The reason: Germany and Japan have digitized and networked their industrial products and their industrial processes – from design to supply chains – more consistently than any other country. The products are strong, work perfectly and are the benchmark for others. Germany set the line internationally with “Industry 4.0” ten years ago. Japan is pursuing the “Society 5.0” strategy, because the digital transformation of industry is laying the foundation for a new society.
In the USA and UK, on the other hand, there is hardly any industry worth mentioning. These nations rely economically for the most part on services in the Internet and cloud and on the financial sector. Both are largely removed from government regulation. And the societies are dangerously deeply divided.
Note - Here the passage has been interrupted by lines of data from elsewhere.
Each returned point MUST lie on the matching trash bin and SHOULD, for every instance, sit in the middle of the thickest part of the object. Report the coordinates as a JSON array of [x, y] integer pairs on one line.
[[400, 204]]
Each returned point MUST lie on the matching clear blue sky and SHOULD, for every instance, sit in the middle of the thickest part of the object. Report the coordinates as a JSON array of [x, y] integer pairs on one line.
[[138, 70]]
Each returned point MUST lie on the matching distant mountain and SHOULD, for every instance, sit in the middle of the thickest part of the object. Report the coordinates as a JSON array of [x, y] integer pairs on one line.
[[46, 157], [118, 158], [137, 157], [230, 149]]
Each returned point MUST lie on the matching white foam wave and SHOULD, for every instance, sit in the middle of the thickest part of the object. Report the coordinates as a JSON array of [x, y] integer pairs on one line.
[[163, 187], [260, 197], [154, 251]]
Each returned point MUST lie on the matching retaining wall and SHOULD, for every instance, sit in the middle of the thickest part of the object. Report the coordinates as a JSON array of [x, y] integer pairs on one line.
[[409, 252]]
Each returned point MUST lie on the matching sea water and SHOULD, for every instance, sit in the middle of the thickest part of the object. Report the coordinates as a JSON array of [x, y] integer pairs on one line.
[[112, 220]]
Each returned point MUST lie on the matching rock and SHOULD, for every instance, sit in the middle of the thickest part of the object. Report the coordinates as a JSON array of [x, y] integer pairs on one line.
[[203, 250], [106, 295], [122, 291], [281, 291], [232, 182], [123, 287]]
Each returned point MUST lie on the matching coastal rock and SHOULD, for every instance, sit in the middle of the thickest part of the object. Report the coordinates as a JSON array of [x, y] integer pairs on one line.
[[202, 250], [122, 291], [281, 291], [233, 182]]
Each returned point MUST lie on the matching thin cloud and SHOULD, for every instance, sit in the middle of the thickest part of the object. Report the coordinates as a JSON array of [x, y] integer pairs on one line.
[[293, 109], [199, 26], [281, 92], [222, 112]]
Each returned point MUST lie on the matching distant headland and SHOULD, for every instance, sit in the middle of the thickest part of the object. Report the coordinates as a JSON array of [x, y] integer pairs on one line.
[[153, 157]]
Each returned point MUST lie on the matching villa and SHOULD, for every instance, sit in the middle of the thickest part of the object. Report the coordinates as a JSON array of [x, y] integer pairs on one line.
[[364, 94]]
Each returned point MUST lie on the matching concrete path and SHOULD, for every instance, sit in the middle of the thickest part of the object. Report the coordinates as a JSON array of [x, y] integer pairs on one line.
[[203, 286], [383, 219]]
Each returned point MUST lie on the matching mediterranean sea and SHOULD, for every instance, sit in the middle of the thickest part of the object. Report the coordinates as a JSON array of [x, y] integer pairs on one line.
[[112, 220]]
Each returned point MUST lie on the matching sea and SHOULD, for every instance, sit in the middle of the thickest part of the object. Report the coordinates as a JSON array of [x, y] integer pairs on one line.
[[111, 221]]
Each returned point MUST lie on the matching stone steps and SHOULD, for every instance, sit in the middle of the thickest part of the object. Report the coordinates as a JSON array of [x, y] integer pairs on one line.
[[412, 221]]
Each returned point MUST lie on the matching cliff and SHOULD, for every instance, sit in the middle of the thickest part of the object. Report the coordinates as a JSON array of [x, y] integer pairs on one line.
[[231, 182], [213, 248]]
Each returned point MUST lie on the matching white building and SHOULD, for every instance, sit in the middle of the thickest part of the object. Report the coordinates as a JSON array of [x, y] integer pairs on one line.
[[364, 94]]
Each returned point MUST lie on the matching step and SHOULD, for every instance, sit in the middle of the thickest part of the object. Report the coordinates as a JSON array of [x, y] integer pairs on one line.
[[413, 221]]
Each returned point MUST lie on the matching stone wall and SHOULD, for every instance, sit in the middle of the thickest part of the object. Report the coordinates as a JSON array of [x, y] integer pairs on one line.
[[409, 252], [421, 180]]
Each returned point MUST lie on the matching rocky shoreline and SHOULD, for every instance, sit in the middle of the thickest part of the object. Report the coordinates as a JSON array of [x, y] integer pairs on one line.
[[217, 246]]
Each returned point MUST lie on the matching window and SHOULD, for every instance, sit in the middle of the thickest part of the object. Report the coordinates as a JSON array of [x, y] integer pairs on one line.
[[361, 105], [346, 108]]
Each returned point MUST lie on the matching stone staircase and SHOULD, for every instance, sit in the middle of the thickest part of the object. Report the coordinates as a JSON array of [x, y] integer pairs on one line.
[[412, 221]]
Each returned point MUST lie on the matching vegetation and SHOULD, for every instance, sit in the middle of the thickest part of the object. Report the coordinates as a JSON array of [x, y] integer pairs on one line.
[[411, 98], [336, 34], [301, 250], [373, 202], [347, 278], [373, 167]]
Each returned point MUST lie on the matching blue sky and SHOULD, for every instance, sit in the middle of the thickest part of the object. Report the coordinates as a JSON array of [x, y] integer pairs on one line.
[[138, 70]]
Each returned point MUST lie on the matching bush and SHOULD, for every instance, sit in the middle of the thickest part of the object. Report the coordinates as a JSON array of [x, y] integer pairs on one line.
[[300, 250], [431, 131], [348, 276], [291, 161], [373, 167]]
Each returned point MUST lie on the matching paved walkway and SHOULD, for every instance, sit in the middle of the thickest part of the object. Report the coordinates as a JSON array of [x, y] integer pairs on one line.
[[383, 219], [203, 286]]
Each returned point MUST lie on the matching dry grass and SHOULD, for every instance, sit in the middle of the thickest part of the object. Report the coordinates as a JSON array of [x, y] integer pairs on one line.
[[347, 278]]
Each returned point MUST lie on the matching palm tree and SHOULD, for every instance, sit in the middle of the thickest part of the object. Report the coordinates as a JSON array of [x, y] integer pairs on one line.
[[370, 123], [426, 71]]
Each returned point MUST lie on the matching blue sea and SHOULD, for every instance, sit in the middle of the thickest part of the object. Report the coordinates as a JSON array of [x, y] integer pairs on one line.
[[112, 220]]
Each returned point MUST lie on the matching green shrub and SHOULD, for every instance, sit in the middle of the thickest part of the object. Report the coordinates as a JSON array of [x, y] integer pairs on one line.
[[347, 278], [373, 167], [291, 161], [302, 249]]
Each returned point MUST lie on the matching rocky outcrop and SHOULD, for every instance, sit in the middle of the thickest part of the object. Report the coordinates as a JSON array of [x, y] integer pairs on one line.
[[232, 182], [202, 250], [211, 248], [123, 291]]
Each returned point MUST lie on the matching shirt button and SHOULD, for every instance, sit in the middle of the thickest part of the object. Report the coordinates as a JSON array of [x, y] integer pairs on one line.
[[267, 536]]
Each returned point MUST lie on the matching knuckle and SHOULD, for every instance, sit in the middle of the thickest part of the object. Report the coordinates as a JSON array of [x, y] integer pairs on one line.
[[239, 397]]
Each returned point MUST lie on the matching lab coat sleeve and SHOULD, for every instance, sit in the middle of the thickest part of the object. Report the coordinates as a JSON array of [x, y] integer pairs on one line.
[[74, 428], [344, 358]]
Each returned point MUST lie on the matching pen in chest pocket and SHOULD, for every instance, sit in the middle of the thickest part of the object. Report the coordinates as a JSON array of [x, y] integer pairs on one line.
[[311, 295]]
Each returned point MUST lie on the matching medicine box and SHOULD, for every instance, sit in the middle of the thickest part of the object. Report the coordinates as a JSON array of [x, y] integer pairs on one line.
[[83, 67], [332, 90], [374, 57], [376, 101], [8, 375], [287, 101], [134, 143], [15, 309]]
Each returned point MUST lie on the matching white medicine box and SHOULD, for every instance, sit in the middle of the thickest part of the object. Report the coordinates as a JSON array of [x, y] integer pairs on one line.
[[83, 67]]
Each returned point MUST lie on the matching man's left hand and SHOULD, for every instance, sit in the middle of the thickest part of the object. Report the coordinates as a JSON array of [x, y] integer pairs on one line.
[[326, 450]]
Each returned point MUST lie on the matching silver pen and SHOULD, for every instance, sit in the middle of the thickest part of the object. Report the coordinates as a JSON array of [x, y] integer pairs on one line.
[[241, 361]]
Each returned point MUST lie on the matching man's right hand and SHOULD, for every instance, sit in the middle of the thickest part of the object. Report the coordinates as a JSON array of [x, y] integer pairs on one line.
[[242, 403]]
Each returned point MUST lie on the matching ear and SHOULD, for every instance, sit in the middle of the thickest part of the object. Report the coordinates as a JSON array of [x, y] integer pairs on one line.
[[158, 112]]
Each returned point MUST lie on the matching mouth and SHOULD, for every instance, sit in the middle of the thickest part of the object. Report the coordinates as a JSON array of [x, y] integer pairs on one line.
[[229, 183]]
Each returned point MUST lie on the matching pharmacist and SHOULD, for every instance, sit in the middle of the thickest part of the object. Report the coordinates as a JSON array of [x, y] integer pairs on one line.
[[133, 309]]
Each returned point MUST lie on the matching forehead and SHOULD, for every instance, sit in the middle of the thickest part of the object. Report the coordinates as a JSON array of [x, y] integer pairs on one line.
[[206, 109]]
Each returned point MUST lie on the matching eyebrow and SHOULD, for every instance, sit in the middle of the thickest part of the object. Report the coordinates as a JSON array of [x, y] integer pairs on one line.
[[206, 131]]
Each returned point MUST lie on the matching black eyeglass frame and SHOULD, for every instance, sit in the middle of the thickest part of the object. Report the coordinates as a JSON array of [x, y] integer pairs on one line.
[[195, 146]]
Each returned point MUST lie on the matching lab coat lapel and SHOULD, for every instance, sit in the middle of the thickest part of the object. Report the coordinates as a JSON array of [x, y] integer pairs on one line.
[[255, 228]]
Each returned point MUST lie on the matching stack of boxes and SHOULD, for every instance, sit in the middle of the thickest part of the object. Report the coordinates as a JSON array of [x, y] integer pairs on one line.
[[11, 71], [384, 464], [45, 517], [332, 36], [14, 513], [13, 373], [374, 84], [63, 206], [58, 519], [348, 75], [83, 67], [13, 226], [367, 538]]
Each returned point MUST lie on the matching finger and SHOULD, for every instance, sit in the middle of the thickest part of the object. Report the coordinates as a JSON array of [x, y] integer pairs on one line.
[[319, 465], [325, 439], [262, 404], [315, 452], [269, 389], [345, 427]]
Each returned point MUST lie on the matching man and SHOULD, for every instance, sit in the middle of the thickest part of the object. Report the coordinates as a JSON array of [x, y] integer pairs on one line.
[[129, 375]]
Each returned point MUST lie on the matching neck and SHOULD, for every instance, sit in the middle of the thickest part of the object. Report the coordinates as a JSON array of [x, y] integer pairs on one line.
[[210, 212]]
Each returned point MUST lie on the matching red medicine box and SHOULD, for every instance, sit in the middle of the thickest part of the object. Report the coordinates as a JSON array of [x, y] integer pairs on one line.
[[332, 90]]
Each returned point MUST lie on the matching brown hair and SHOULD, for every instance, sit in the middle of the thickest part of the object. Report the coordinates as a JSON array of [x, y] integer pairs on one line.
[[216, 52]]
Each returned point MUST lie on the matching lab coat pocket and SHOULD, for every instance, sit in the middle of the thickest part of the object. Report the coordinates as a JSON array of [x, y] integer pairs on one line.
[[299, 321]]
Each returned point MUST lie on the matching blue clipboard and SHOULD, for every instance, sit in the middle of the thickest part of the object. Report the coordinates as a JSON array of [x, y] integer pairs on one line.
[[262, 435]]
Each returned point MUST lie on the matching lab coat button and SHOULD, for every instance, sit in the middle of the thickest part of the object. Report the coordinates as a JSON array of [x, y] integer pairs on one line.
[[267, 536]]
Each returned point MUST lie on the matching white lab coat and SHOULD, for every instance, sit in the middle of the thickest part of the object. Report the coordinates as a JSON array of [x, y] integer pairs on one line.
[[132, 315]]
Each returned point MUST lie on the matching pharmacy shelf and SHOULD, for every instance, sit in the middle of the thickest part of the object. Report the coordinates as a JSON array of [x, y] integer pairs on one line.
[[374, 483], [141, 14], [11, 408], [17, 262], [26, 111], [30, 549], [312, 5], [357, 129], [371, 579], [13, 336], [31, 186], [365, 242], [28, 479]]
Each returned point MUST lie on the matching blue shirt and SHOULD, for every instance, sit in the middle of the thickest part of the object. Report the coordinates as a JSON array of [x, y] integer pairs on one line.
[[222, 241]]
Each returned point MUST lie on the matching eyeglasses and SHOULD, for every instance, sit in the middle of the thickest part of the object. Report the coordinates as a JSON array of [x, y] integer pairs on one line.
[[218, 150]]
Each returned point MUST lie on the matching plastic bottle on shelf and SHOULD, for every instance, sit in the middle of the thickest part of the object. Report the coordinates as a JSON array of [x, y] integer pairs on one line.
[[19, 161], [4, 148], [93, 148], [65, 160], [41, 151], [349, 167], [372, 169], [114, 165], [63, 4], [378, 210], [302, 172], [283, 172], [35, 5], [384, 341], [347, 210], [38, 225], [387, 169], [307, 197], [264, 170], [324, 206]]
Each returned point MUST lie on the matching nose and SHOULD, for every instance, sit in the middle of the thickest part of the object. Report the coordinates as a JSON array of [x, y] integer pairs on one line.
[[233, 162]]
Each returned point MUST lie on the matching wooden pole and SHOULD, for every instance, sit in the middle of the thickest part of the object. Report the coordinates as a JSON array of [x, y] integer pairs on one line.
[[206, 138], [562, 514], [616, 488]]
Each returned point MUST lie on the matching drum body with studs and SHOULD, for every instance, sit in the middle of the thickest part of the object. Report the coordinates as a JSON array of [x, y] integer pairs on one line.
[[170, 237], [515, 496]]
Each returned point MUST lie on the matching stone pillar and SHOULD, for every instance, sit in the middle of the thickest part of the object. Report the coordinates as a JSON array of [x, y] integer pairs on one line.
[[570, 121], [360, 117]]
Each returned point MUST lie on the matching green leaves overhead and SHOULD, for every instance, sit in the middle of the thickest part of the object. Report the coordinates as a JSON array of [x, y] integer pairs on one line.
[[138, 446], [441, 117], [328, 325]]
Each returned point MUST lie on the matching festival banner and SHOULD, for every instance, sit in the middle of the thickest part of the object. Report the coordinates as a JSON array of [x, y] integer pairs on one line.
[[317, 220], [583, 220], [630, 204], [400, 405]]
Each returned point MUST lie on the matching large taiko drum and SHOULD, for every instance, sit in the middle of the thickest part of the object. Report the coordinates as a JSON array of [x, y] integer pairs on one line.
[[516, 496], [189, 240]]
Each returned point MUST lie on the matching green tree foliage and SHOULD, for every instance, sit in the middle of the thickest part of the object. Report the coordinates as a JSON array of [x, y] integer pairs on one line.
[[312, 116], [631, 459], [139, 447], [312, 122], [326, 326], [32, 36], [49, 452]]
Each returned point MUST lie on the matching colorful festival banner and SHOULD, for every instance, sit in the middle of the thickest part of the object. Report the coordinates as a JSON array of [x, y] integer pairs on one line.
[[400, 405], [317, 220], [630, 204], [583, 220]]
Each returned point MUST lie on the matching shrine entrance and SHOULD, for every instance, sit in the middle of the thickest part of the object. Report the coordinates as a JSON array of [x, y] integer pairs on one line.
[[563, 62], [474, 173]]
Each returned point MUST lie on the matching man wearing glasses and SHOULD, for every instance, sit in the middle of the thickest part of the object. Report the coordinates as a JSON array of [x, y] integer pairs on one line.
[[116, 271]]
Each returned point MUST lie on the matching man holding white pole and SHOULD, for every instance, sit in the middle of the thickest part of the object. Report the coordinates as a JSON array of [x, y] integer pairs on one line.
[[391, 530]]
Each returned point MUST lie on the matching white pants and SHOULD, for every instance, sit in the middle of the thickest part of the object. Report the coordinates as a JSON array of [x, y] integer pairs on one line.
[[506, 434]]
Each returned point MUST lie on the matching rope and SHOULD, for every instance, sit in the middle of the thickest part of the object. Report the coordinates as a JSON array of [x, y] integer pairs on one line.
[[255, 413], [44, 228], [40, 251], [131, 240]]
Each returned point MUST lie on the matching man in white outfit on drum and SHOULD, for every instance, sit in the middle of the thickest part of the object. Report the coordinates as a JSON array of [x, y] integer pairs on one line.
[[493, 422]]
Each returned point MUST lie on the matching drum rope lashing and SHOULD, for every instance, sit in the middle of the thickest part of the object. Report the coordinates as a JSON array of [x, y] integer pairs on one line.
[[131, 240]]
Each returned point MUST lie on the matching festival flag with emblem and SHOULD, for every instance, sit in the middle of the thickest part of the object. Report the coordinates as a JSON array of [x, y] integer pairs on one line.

The coming years will determine whether our manufacturing industry remains the heart of our economy. Sustainability, climate neutrality and global competition are making the pure business of physical products obsolete. The industry must change quickly and fundamentally: from tangible value creation, namely product manufacturing and product sales, to intangible value creation with product-based services from the network.
The strength of our hardware is our trump card here. But all products must be developed and manufactured as networked systems for services right from the design stage. Just as robust, of the highest quality and internationally marketable, but with the main purpose of product-based services on which our business is then based. And the prosperity of mankind. Climate-neutral, resource-conserving, sustainable, people-oriented.
Industry cannot do this on its own. Particularly in Germany, where the backbone and greatest strength are millions of tiny, small and medium-sized enterprises, our state must ensure that this path, and not clinging to old paths, is rewarded.